The Dauphin Royal was a 2nd Rank 74-gun ship of the line of the Royal French Royal Navy, designed in 1735 by Blaise Ollivier and constructed in 1735 to 1740 at Brest Dockyard. She and the contemporary Superbe, also built at Brest over the same period, were the last French 74-gun ships to have only thirteen pairs of lower deck guns (subsequent 74-gun French ships all were constructed with a fourteenth pair of lower deck guns). In 1747, she was rebuilt at Brest and reduced to 70 guns by the removal of her poop guns.

History
France
Name: 'Dauphin Royal
Namesake: The Dauphin of France, heir to the French throne
Builder: Brest Dockyard
Laid down: November 1735
Launched: 13 October 1738
Completed: October 1740
Struck: 1783
Fate: Broken up in 1787
General characteristics
Class and type: Second Rank ship of the line
Tonnage: 1,400
Displacement: 2,608
Length: 155 French feet 10 inches[1]
Beam: 42 French feet 4 inches
Draught: 20 French feet 4 inches
Depth of hold: 20½ French feet
Decks: 2 gun decks
Sail plan: Full rigged ship
Complement: 550, + 6 officers
Armament:
  • 74 guns:
  • Main battery: 26 x 36-pounders on the lower deck
  • Secondary battery: 28 x 18-pounders on the upper deck
  • Forecastle and quarterdeck: 16 x 8-pounders on the quarterdeck and forecastle
  • Poop 4 x 4-pounders on the poop (these were removed in 1751)
Armour: timber

She took part in the Battle of Quiberon Bay on 20 November 1759 under Captain d'Uturbie Fragosse, in the Battle of Ushant, and the Battle of Saint Kitts on 25/26 January 1782.

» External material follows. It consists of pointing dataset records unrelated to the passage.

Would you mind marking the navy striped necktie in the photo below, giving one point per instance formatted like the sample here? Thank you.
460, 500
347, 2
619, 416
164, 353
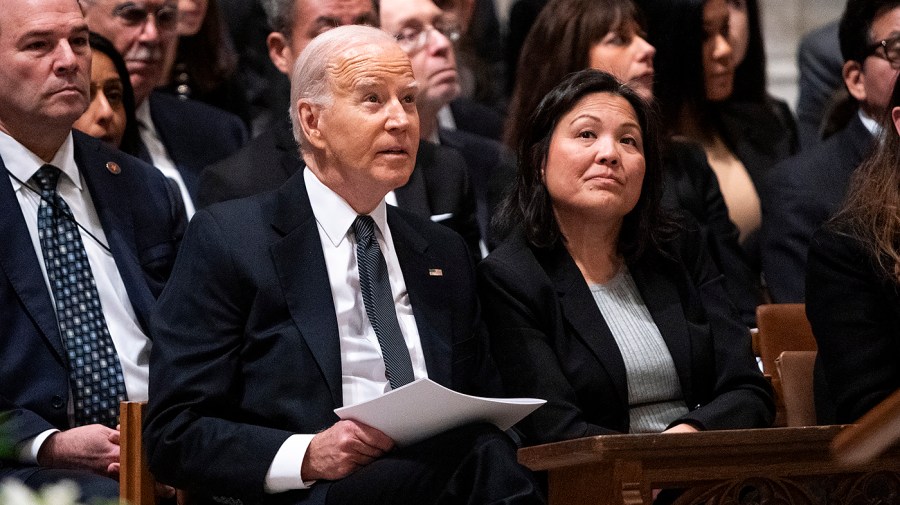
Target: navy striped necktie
95, 373
379, 302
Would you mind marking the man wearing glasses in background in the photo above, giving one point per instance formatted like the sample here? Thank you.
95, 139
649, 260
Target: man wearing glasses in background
802, 192
428, 35
179, 137
438, 188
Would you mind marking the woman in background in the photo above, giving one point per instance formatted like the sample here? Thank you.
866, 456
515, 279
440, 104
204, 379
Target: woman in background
597, 301
570, 35
743, 132
202, 65
853, 284
110, 115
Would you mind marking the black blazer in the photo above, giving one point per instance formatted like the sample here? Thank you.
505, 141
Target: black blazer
760, 135
854, 310
246, 348
143, 226
803, 192
438, 188
492, 171
550, 341
195, 134
692, 186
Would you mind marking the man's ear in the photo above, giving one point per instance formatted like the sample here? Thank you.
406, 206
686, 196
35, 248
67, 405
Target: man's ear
855, 80
280, 52
895, 116
310, 118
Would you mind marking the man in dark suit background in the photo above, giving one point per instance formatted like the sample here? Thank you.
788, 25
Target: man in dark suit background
267, 325
439, 187
805, 190
116, 219
428, 33
179, 137
820, 66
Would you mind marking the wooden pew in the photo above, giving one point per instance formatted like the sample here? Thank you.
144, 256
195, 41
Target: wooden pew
136, 485
792, 464
874, 433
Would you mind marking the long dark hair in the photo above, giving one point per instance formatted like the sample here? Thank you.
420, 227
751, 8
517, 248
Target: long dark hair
750, 74
872, 207
558, 44
675, 29
530, 206
207, 57
131, 138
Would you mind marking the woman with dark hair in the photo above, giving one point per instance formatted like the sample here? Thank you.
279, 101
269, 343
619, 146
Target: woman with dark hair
203, 63
853, 283
562, 40
570, 35
599, 303
110, 115
742, 130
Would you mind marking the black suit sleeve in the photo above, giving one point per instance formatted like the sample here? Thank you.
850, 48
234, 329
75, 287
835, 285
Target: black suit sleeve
518, 309
789, 221
854, 312
728, 390
197, 329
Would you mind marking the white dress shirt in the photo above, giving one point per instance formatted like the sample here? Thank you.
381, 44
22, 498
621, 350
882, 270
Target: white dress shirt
158, 154
132, 345
362, 366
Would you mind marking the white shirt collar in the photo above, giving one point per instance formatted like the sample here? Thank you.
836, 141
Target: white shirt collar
333, 213
873, 126
23, 163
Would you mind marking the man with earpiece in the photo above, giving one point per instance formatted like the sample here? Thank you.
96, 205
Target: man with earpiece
89, 238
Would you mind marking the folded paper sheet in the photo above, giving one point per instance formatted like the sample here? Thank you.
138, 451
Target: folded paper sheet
424, 408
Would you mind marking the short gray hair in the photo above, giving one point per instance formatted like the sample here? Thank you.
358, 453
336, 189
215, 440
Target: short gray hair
310, 78
280, 15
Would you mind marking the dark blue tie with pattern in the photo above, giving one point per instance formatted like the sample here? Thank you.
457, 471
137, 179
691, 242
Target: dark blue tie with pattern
379, 302
95, 373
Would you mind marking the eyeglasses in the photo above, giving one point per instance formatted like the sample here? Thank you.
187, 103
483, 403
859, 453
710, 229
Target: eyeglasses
131, 15
413, 39
891, 51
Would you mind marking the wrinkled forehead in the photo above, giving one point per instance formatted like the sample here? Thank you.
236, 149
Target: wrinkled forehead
369, 65
18, 17
109, 7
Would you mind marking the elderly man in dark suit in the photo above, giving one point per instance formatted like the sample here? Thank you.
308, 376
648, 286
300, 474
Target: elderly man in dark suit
819, 62
804, 191
428, 33
89, 239
179, 137
288, 304
439, 187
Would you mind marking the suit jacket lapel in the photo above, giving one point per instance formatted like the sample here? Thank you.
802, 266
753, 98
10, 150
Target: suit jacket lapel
431, 312
20, 265
580, 310
300, 264
413, 196
106, 188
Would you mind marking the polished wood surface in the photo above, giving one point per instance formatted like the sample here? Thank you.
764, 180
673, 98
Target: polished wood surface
873, 434
136, 485
793, 463
781, 327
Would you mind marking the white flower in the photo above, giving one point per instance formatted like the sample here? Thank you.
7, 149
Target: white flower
13, 492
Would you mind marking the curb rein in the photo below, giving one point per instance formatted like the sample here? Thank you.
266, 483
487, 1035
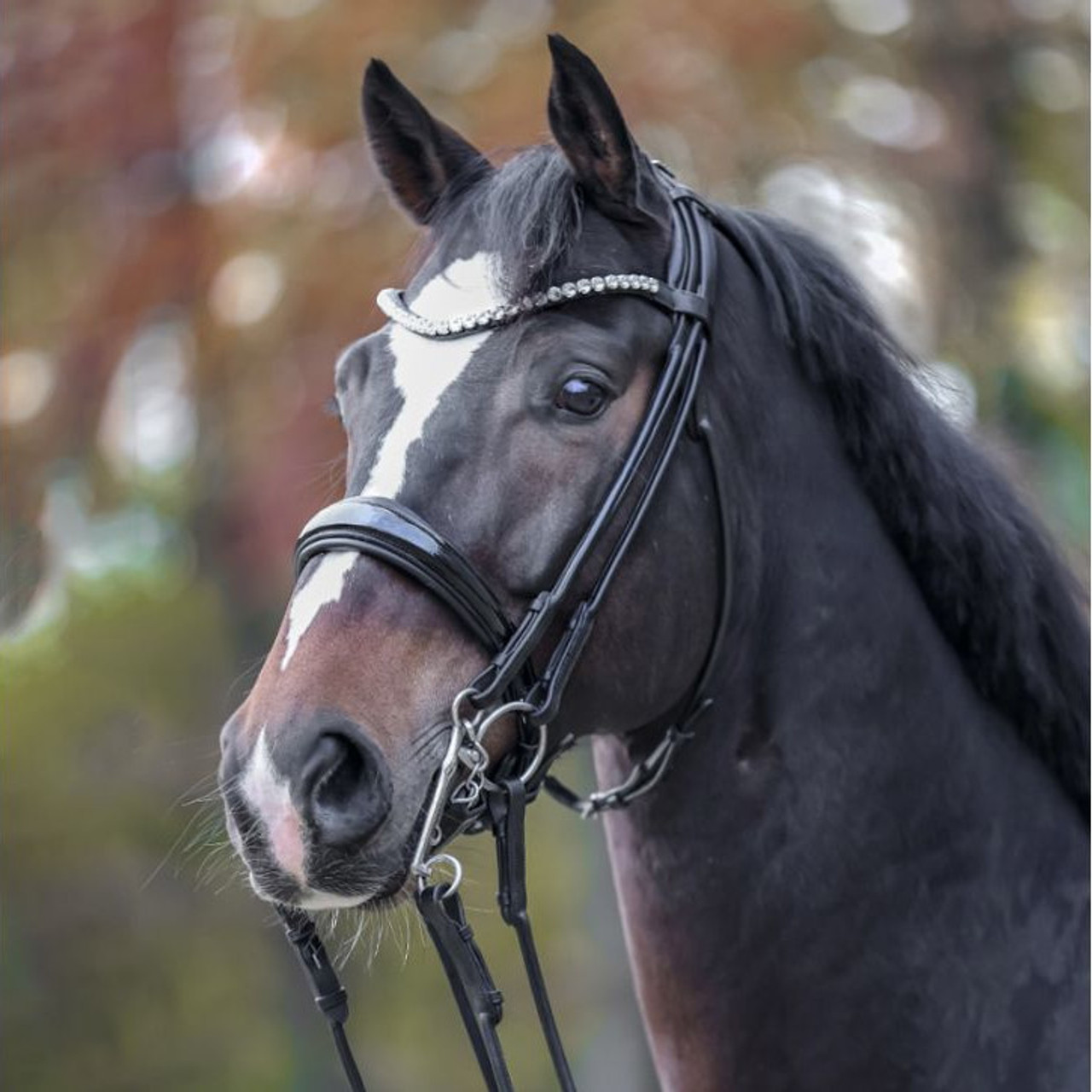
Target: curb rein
508, 686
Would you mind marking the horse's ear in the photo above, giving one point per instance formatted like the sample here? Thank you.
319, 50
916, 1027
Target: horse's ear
420, 156
591, 131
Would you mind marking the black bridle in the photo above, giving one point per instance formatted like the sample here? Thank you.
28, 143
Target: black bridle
497, 798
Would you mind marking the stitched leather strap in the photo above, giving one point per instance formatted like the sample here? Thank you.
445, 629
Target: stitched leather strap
385, 530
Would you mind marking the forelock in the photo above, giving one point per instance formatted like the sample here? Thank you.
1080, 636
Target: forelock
529, 213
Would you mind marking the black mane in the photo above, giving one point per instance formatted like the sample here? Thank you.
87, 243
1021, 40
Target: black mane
995, 584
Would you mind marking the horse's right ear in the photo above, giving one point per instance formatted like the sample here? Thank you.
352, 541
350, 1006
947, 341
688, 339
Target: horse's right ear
420, 156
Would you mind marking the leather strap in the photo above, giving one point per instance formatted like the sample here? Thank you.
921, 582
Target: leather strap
330, 995
508, 805
479, 1002
385, 530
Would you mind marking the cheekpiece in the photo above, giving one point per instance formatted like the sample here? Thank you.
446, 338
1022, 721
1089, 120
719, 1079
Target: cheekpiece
392, 304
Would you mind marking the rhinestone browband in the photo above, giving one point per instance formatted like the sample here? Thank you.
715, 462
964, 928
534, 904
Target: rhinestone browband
394, 307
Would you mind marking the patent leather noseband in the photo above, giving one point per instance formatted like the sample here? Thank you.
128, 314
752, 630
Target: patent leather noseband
470, 792
390, 533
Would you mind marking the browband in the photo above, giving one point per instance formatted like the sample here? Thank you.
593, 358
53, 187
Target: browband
383, 529
675, 300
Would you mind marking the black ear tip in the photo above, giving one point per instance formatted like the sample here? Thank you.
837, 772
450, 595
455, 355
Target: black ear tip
379, 77
561, 49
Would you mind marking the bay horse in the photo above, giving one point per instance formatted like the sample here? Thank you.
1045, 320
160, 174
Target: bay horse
867, 864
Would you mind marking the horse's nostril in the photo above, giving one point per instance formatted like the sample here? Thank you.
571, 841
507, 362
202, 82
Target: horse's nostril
346, 788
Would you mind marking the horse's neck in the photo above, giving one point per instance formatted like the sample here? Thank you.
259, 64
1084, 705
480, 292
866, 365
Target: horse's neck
833, 888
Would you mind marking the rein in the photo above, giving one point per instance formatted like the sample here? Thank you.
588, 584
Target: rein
467, 796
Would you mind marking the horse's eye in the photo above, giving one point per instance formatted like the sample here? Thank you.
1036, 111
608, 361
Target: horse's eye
581, 397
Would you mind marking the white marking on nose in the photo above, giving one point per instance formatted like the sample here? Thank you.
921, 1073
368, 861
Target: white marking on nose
270, 798
324, 585
425, 369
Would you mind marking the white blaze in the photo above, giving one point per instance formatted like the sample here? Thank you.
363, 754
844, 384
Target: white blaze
425, 369
269, 795
323, 585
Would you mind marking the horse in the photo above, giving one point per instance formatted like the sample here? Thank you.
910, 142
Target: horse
865, 866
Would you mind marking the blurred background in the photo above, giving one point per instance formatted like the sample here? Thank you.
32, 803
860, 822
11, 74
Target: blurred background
194, 230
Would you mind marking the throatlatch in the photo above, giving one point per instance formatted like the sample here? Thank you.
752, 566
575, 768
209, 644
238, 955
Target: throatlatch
468, 793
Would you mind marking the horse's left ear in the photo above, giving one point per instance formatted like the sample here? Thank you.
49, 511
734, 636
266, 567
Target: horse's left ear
421, 157
590, 130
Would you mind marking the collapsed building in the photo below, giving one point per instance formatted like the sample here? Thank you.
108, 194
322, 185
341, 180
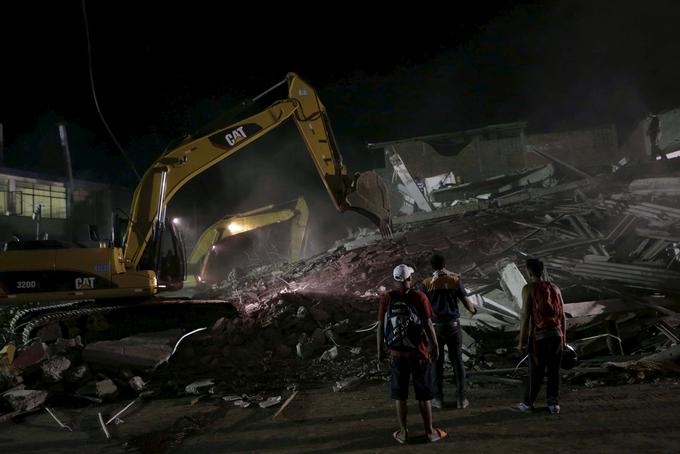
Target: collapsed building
608, 231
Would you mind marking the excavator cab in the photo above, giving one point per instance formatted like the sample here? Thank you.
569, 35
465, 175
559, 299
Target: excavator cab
166, 256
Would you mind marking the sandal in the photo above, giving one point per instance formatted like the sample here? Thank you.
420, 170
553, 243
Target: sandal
437, 434
400, 436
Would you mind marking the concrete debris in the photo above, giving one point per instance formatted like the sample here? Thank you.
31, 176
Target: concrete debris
611, 247
137, 384
54, 368
142, 351
106, 389
330, 354
23, 400
270, 402
285, 404
61, 424
31, 356
62, 346
346, 384
200, 387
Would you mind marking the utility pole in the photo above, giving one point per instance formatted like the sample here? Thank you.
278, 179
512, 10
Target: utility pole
2, 145
69, 190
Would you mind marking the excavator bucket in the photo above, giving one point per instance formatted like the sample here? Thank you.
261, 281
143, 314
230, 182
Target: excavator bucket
369, 196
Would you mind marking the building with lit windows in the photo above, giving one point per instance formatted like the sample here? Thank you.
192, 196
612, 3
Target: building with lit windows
33, 206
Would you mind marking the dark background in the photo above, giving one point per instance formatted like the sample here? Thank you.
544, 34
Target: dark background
162, 70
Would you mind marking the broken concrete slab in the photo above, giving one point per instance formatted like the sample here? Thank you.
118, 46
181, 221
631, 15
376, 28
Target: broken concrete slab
106, 389
142, 351
512, 282
54, 368
137, 384
32, 356
201, 386
25, 399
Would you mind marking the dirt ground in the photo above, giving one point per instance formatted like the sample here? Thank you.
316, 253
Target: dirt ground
629, 418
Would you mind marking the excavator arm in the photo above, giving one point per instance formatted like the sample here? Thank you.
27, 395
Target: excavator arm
295, 211
365, 193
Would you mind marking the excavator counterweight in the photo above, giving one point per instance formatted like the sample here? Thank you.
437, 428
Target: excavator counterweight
146, 260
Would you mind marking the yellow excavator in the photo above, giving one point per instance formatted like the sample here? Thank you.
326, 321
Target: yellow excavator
205, 257
150, 256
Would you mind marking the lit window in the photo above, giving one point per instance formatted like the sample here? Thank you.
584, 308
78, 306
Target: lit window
52, 199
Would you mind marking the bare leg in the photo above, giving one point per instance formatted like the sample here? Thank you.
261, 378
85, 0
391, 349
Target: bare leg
402, 413
426, 413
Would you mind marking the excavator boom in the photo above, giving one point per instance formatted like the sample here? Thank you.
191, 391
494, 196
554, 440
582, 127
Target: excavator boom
142, 262
365, 193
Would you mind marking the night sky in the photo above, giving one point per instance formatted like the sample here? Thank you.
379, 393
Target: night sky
163, 70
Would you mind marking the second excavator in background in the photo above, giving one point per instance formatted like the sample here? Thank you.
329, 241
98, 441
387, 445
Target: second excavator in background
150, 257
213, 257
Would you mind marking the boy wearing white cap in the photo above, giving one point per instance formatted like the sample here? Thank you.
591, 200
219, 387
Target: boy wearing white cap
404, 322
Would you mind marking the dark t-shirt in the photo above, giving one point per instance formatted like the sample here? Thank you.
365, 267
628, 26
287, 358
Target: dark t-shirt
418, 301
444, 290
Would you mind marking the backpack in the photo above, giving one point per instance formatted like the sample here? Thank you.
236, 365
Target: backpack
402, 326
546, 307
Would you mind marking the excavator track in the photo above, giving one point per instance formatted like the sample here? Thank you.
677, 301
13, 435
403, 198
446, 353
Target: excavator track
94, 321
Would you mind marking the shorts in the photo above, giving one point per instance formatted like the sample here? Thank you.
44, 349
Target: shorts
403, 367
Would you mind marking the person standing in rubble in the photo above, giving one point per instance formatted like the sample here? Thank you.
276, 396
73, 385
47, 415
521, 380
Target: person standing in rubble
404, 322
543, 332
444, 289
654, 135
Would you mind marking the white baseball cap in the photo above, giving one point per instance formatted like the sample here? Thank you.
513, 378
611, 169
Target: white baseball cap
402, 272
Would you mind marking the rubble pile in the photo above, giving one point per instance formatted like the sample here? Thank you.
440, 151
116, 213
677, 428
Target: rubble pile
611, 242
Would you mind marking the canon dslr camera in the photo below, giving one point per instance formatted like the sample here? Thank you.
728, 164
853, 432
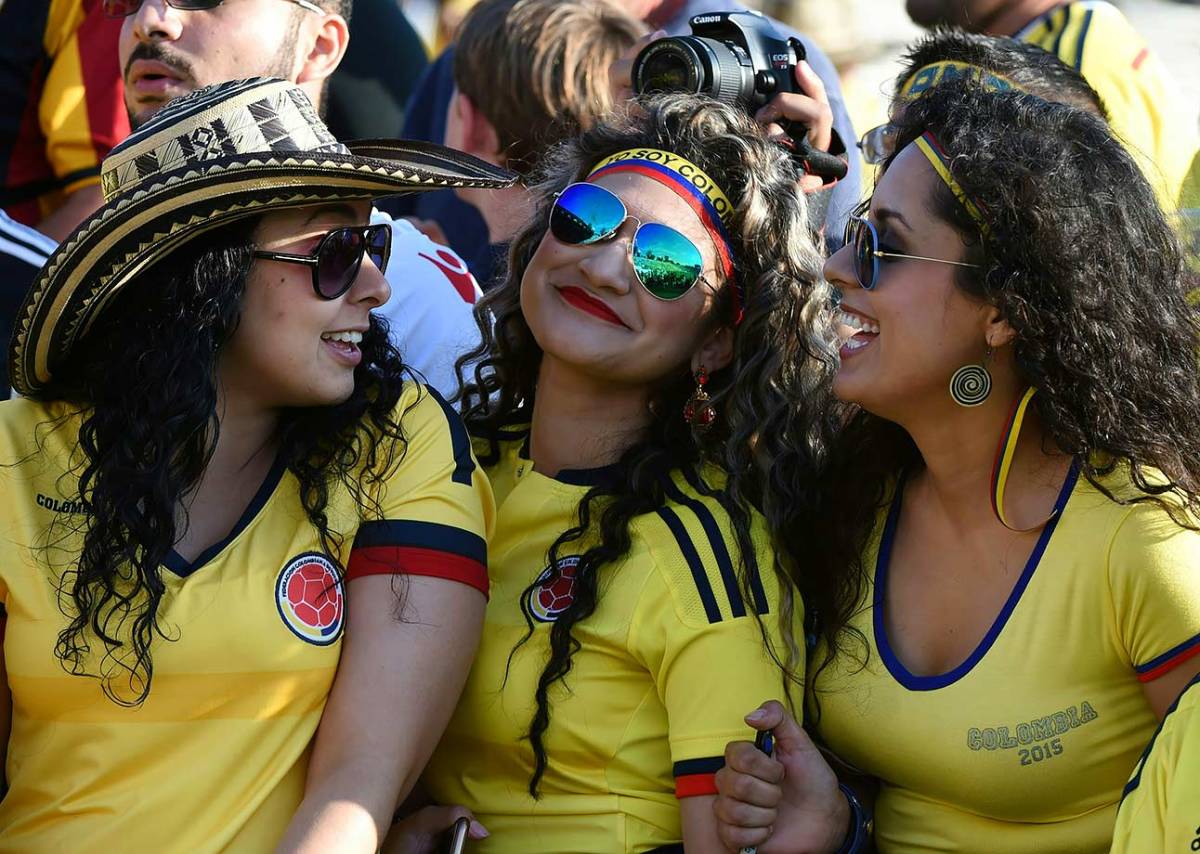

She was condemned in September 1783 and sold in June 1787 to be broken up.

References

  • Roche, Jean-Michel (2005). Dictionnaire des bâtiments de la flotte de guerre française de Colbert à nos jours 1 1671 - 1870. p. 223. ISBN 978-2-9525917-0-6. OCLC 165892922.
  • Nomenclature des navires français de 1715 á 1774. Alain Demerliac (Editions Omega, Nice – 1995). ISBN 2-906381-19-5.
  • Winfield, Rif and Roberts, Stephen (2017) French Warships in the Age of Sail 1626-1786: Design, Construction, Careers and Fates. Seaforth Publishing. ISBN 978-1-4738-9351-1.
  1. The French (pre-metric) foot was 6.575% longer than the equivalent British foot.